View from British Right Toward Continental Line
Despite having his flanking cavalry routed, Tarleton reformed his infantry to attack the Continental line. This is a view further up the right side of field. Near here and to the left, the British reformed to attack the Continentals on the hill in the distance. The British advanced and exchanged several volleys with the Continentals. On the British left, the 71st Regiment was brought up to flank the American right.
View From Washington's First Position
This is a view from behind the hill where the Continentals fought. Washington's cavalry had been stationed here before they routed Ogilvie's men. From here you can see a monument with surrounding trees on the right of the picture. Near this monument, the Continentals fought off the British attack. When the 71st Regiment moved to flank them, Howard ordered the flank refused. This created confusion, and the whole line began to retreat. Seeing this, Morgan selected a new line, and had his troops face about and fire. The fire devastated the disorganized troops, and Washington's cavalry moved to attack their rear. The militia from the first line had reformed and were now moving around the other British flank. Hundreds of British troops were encircled, and they threw down their weapons to surrender.
Tarleton rushed to his Legion cavalry and ordered them to attack and save the day. These men were better at massacring prisoners than actual fighting, and they fled the field. The American troops now attacked and captured the two 3 pounder guns. As the battle was winding down, William Washington chased down Tarleton for hand to hand combat. Washington was unsuccessful in his combat with Tarleton, and was lucky to escape with his life.
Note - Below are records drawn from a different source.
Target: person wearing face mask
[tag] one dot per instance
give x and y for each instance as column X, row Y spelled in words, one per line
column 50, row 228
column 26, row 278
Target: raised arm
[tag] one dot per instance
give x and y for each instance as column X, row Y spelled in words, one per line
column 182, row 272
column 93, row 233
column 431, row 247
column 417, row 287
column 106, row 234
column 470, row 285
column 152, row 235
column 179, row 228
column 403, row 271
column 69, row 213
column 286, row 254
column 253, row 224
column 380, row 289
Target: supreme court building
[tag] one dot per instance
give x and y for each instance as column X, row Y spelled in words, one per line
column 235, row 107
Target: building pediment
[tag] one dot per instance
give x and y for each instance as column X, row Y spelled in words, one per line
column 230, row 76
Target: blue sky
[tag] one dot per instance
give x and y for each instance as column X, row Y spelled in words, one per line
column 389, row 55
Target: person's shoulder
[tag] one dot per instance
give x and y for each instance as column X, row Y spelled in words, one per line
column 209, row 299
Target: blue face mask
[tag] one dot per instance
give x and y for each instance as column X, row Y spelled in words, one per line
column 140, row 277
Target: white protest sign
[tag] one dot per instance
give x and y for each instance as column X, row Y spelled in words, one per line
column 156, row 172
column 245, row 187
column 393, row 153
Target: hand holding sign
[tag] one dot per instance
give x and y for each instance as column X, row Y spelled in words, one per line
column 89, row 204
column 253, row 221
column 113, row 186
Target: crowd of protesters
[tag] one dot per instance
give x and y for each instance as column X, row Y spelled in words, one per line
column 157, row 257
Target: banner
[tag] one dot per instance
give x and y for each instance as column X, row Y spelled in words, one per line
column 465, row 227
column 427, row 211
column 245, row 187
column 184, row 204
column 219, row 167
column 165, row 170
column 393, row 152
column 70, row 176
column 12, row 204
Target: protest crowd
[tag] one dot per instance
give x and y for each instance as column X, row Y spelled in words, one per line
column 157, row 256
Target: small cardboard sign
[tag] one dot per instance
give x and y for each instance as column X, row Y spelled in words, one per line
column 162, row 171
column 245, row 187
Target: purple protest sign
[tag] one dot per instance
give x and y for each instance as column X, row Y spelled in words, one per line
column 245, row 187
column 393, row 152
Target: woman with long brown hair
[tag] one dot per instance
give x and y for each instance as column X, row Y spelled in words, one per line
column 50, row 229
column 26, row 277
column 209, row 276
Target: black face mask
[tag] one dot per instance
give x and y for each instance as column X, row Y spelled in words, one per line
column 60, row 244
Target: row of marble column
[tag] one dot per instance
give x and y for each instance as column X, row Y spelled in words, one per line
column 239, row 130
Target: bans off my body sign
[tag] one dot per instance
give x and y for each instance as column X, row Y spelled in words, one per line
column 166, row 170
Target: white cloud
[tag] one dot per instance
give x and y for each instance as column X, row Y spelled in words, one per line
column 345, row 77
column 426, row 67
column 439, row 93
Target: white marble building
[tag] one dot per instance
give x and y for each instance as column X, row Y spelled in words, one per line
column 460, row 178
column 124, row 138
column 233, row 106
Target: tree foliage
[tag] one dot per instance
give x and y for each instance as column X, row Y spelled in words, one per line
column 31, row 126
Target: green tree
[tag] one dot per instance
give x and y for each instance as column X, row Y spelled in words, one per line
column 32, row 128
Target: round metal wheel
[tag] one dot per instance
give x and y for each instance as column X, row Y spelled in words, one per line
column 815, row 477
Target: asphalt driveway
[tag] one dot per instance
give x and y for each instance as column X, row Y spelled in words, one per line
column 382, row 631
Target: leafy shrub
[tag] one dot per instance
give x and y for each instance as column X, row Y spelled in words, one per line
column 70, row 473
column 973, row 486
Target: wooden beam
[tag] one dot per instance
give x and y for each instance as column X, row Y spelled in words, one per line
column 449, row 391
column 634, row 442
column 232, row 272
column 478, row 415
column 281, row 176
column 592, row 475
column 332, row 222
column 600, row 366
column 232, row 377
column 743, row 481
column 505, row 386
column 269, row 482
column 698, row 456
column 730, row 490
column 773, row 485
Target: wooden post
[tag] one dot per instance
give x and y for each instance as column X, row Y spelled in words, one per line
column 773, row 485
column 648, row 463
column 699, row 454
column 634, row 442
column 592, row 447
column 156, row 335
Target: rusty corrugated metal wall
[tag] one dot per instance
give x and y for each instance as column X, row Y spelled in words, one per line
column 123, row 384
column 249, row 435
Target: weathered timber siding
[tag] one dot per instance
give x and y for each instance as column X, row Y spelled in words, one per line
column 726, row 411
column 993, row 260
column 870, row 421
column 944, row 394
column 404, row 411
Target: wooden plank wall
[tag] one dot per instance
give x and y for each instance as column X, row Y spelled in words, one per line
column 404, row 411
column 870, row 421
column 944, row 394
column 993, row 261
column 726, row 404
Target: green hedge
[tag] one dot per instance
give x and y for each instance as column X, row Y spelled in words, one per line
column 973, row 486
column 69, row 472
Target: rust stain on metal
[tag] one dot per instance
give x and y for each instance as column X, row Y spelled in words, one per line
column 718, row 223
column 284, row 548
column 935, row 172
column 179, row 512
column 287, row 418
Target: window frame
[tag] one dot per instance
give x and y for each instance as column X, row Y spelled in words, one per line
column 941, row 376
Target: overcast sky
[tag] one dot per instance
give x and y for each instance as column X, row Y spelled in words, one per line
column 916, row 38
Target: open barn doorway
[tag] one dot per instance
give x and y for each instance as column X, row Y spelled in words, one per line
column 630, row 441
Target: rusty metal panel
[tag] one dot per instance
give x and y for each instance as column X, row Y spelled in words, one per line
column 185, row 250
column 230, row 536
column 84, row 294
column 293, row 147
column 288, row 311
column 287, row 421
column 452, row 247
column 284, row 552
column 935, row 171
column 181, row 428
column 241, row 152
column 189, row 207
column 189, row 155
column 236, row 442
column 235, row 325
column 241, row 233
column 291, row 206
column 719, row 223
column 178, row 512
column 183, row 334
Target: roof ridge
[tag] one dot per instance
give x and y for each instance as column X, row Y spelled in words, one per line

The battle is a tactical masterpiece admired to this day. The Americans suffered only 12 killed and 60 wounded. The British suffered 100 killed, 229 wounded, and 600 captured. Only the 200 Legion cavalrymen escaped. The two 3 pounders that were captured had originally been captured from the British at Saratoga, were recaptured at Camden, captured by the Americans at Cowpens, and the British eventually captured them back at Guilford Courthouse. Strategically, the British were significantly knocked down to size, and Cornwallis pursued Morgan and Greene as far as Virginia. Cornwallis was weakened, and Greene got stronger. After Guilford Courthouse, Cornwallis was so weak he couldn't hold North Carolina, but he advanced to Virginia and was forced to surrender at Yorktown.